Bond und Jones sind aber nur zwei der reichlichen „Vorbilder“, bei denen Nispels Conan sich umfänglicher als bei seiner eigentlichen Referenz bedient, der klaubt des weiteren so ungeniert Elemente aus Batman Begins, Der Herr der Ringe, Die Mumie, Star Wars, sogar aus A Nightmare on Elm Street zusammen, das er gleichermaßen deren Remake sein könnte. Wesentlich gekonnter verschleiert der Film da schon sein 90 Millionen-Budget, viel aufwendiger als die alberne Fernsehserie mit Ralf Moeller schaut Conan 2011 nicht aus. Wie zuvor Spanien und Mexico dient hier auch Bulgarien als schöner Background, die eingefügten CGI-Bilder und Matte Paintings allerdings, die praktischen Sets und Kulissen und die mangelnde Reichhaltigkeit an glaubwürdiger Ausstattung lassen das oberflächlich betrachtet sehr viel umfänglicher vorgestellte Hyboria zum Flickwerk einer nicht mal annähernd zu Ende gedachten Welt werden, inklusive unmotiviertem Schauplatz-Hoppings und überflüssigem Name-Droppings, da es ohnehin keine spezifische Rolle spiel, wo da gerade was passiert und wer da wann warum auftaucht.
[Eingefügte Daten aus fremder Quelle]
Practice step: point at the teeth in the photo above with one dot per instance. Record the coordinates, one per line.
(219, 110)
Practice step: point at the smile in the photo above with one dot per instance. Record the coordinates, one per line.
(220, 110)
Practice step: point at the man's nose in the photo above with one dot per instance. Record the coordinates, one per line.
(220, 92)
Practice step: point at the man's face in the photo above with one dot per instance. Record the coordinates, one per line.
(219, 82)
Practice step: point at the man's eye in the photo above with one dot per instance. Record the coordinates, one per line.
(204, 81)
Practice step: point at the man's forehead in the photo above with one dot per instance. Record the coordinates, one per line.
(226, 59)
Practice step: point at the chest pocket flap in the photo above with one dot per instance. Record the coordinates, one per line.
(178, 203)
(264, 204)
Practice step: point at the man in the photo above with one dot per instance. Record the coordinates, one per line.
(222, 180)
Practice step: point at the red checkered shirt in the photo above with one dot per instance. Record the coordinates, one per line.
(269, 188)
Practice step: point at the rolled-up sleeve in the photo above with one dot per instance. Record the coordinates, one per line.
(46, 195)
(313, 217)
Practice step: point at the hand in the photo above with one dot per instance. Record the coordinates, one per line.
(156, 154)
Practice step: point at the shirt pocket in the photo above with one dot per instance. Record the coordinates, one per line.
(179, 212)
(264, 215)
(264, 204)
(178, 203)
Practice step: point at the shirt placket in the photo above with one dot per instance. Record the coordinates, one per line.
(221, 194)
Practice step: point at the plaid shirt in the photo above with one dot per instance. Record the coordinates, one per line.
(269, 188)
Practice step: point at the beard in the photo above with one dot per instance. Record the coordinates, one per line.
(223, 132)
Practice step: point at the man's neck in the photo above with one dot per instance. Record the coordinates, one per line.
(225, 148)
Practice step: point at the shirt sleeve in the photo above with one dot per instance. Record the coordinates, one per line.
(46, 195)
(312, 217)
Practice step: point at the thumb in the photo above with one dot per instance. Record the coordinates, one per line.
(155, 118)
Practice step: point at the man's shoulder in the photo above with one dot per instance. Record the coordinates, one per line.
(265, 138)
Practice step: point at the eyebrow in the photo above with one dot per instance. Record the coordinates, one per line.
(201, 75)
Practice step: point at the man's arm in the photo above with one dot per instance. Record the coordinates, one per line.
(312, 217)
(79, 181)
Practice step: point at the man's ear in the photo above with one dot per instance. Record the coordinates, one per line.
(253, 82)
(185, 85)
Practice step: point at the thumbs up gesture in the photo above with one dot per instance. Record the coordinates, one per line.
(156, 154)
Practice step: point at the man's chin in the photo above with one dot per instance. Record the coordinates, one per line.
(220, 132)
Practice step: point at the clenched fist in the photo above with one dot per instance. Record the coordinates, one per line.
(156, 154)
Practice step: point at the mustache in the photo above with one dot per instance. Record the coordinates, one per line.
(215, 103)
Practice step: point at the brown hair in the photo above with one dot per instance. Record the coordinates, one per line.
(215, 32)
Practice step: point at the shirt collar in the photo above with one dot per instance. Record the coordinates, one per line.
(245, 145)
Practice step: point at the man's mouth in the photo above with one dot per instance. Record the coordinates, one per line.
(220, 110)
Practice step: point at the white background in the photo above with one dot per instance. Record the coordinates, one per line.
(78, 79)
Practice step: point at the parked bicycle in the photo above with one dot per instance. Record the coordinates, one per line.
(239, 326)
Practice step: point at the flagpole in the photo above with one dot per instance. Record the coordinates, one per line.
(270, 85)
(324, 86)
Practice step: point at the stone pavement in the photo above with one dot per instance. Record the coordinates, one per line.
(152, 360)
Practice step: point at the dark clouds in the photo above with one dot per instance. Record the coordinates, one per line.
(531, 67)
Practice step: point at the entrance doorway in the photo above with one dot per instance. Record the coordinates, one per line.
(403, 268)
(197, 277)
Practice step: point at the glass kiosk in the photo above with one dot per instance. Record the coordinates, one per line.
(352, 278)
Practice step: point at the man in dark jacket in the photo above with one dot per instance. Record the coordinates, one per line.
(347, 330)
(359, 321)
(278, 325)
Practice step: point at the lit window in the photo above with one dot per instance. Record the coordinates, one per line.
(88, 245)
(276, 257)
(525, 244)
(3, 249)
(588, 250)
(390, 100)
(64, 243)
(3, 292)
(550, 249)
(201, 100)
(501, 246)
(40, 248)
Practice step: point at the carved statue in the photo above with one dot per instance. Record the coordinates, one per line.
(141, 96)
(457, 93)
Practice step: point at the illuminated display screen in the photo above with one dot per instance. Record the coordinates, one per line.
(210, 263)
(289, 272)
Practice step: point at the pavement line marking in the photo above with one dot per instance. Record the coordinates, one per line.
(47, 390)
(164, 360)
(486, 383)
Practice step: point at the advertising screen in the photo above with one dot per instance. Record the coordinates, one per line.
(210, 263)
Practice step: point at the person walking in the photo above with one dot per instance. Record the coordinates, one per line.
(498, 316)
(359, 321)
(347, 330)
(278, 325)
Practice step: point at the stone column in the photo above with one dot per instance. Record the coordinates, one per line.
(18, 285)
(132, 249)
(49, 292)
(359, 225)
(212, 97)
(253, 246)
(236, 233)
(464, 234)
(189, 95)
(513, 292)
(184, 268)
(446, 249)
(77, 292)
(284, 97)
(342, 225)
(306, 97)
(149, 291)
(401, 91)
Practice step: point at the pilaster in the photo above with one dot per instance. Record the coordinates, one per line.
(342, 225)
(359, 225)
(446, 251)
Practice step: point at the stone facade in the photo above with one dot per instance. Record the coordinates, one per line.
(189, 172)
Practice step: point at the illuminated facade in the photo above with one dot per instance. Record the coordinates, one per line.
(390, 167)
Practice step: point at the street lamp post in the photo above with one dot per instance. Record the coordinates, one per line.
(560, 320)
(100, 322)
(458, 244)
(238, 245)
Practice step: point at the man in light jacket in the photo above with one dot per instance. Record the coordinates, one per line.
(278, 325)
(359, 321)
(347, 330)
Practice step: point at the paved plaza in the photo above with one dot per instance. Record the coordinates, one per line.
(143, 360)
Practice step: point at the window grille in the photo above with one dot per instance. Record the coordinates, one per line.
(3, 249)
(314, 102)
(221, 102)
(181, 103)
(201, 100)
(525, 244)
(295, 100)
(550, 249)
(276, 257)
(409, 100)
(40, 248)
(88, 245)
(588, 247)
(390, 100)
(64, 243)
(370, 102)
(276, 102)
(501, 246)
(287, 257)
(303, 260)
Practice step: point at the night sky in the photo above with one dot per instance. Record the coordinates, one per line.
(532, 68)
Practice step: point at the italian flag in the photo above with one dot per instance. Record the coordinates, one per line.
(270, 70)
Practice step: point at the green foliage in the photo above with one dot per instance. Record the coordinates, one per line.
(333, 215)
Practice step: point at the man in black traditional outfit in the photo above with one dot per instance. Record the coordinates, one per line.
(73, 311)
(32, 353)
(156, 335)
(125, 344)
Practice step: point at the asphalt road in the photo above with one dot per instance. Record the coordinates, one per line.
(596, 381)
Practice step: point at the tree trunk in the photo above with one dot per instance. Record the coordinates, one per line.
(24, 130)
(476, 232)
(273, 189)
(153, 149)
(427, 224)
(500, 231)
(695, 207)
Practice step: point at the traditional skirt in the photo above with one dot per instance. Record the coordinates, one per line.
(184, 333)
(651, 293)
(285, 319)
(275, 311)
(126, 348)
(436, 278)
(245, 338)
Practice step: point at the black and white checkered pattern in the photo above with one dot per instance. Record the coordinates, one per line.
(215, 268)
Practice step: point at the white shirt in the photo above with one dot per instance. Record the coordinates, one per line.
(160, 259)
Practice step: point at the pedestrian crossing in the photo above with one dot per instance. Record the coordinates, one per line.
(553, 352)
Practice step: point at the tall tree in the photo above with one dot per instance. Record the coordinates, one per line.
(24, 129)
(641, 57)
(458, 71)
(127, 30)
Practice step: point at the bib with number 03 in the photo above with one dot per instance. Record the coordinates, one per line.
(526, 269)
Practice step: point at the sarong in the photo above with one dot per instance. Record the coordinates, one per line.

Mehr noch, als wegen ihrer gestalterischen Mängel, spielen die Handlungsorte aber deshalb keinerlei Rolle, weil sowieso überall nur gemetzelt wird. Nispel erlaubt keine zwei Szenen hintereinander, in der Conan nicht Gegner zu schlachten vorgesetzt bekommt und was der Macher wohl als temporeiche Inszenierung missverstanden hat ist nichts als eine Ansammlung undynamischer Scharmützel, einerseits stark brutalisiert, andererseits seltenst legitimiert und mit solchen Pixelmengen an wild sprudelndem CGI-Blut überflutet, dass die proklamierte Härte der gezeigten Welt in der Überzeichnung und der gewollten Badassigkeit verweicht. Dass nach all den Orgien des roten Lebenssaftes dann ausgerchnet der Endfight zwischen Conan und Khalar Zym so antiklimaktisch wie ein Sonnenaufgang am späten Abend ausgeht, setzt Conan schließlich die Krone der Ernüchterung auf. Wobei der aus Deleted Scenes seines Klischheschurken Colonel Quaritch in Avatar zusammenschnittene Auftritt Stephen Langs auch keinen großen Schurkentod verdient hätte. Und nun, Film, mehr an Ehr sollst du nicht erhalten für deinen kläglichen Versuch, dich dem Thron des Königs der Barbaren auch nur zu nähern. Weiche, Film, schleiche zurück in die niederen Regionen, aus denen du dich vorzukriechen gewagt hast.